Learning about the social structure of the domain itself (that is, the people, the organizations, and the networks involved in the issue), as well as learning how to collaborate, were cited by most participants as an important outcome of the roundtable. Learning also occurred in problem diagnosis: Participants learned how to fragment complex problems. (Turcotte et Pasquero, 2001, p. 460)

En favorisant l’apprentissage, les collaborations interorganisationnelles participent de plus au développement d’innovation. Qu’elle se rapporte à une mesure ou à une politique publique, l’innovation représente une nouveauté à caractère unique qui suppose une modification dans les procédures et les connaissances habituelles propres à un certain contexte ou à un domaine d’activité. Selon le degré de changement, l’innovation peut être soit progressive, soit radicale (Roberts et Bradley, 1991). Une innovation progressive engage des ajustements et des améliorations mineures que les acteurs peuvent aisément interpréter puisqu’elle se rapporte à leur cadre normatif. Inversement, une innovation radicale crée une rupture dans les manières traditionnelles de penser et d’agir. Les acteurs ne peuvent alors l’appréhender en fonction des connaissances dont ils disposent. Dans ce contexte, les organisations doivent être prêtes à accepter et à s’adapter aux impacts et aux effets suscités par la mise en œuvre de cette innovation.

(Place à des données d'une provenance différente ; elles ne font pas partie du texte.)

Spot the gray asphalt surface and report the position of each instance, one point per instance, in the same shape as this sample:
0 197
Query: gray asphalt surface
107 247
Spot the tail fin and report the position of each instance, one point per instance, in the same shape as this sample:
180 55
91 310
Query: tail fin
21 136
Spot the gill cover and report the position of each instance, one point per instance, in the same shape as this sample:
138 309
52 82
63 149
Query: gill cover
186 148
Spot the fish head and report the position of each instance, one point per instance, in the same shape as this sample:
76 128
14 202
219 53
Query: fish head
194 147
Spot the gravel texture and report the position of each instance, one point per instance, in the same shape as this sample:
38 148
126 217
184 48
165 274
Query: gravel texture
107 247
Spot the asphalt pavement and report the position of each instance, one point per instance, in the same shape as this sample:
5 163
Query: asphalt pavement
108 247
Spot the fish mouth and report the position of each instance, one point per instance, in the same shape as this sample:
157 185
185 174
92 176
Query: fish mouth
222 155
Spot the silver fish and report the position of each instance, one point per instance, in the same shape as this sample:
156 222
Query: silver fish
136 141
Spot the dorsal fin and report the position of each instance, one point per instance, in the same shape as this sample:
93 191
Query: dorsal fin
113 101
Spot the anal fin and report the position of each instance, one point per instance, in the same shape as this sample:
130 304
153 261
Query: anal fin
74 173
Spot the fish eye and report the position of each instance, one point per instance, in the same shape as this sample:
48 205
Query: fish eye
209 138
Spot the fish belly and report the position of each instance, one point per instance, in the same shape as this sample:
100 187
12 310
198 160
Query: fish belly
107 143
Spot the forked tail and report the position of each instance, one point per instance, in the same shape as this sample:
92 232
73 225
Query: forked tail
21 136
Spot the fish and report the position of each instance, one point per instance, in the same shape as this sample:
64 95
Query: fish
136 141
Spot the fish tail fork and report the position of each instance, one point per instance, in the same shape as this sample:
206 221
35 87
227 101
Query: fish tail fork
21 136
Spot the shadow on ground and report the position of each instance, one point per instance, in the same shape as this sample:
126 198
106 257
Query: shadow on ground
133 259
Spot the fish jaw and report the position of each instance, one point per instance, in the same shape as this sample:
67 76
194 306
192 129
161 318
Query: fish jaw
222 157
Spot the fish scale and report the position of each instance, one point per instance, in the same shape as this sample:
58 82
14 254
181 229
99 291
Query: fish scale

Dans le contexte d’une innovation progressive ou d’une innovation radicale, les auteurs Roberts et Bradley (1991) apportent une précision :

Incremental innovation involves novel ideas representing a refinement or modification of a given social context; it is a change in degree. In contrast, radical innovation is a change in kind involving new ideas representing discontinuity in a social context; it is a qualitative departure from existing practice. (p. 220)

Les relations qu’entretiennent les acteurs peuvent toutefois compromettre ou favoriser ce potentiel à innover. Une collaboration où les acteurs partagent des liens étroits entre eux peut nuire au développement de l'innovation. Ils se retrouvent confinés dans un système fermé où les acteurs et leur connaissance demeurent les mêmes et où l'ouverture et l'accès à la nouveauté sont limités : « network closure typically decreases variation in a group, reinforcing the status quo » (Nahapiet, 2008, p. 586). À l’opposé, les nouvelles associations stimulent et accroissent l'apprentissage et les compétences des participants. Autrement dit, bien que la flexibilité et la variété s'avèrent essentielles à l'innovation et à la créativité, la densité et la force des relations se retrouvent néanmoins à l'origine des mécanismes de construction de confiance mutuelle, de complicité et de sentiment d’appartenance; des aspects bénéfiques aux succès des collaborations (Nahapiet, 2008).